Webhooks et API : l’automatisation en temps réel

0,3 seconde entre l'événement et l'action : bienvenue dans le temps réel.
0,3 seconde entre l’événement et l’action : bienvenue dans le temps réel.

Tous vos scénarios planifiés partagent une faiblesse : ils vérifient. Toutes les 15 minutes, ils demandent « du nouveau ? » — et 95 fois sur 96, la réponse est non. Opérations gaspillées, latence subie. Les webhooks inversent la logique : c’est l’application qui vous prévient, instantanément, uniquement quand il se passe quelque chose. Et leur cousine l’API vous ouvre l’accès direct à n’importe quelle application, même sans module Make. Ces deux concepts sont la porte du niveau expert — et ils sont bien plus simples qu’ils n’en ont l’air.

Le webhook : une sonnette, pas une ronde

Chronologie réelle : du paiement Stripe au CRM à jour, 0,8 seconde — et zéro vérification à vide.
Chronologie réelle : du paiement Stripe au CRM à jour, 0,8 seconde — et zéro vérification à vide.

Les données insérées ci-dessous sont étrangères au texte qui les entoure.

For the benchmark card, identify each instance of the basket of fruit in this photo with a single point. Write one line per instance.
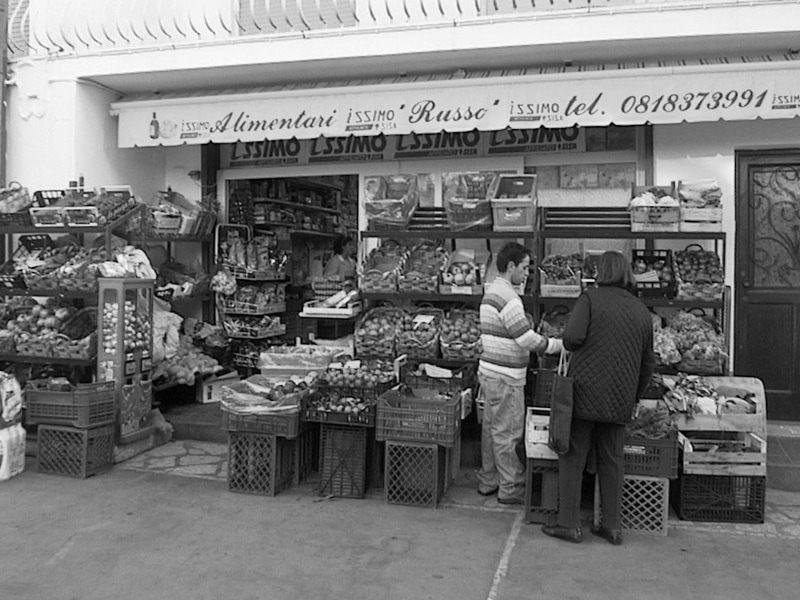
(460, 337)
(419, 333)
(390, 201)
(699, 274)
(376, 333)
(654, 273)
(560, 276)
(421, 271)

Concrètement, un webhook est une URL unique que Make génère pour vous (module « Webhooks → Custom webhook »). Vous collez cette URL chez l’application émettrice (Stripe, Typeform, Calendly… toutes le proposent dans leurs réglages « Webhooks » ou « Notifications »), et c’est tout : à chaque événement, l’app POSTe les données vers votre scénario, qui démarre instantanément.

Planifié (polling) Webhook
Latence jusqu’à 15 min < 1 seconde
Opérations à vide 96/jour même sans événement zéro
Mise en place aucune côté app coller une URL chez l’app
Disponible partout si l’app émettrice le propose
💡 Astuce : Le réflexe à prendre : à chaque nouveau scénario, demandez-vous d’abord « l’app source propose-t-elle un webhook ? ». Si oui, prenez-le — c’est plus rapide ET moins cher. Le déclencheur planifié reste parfait pour le reste (RSS, vérifications périodiques, rapports).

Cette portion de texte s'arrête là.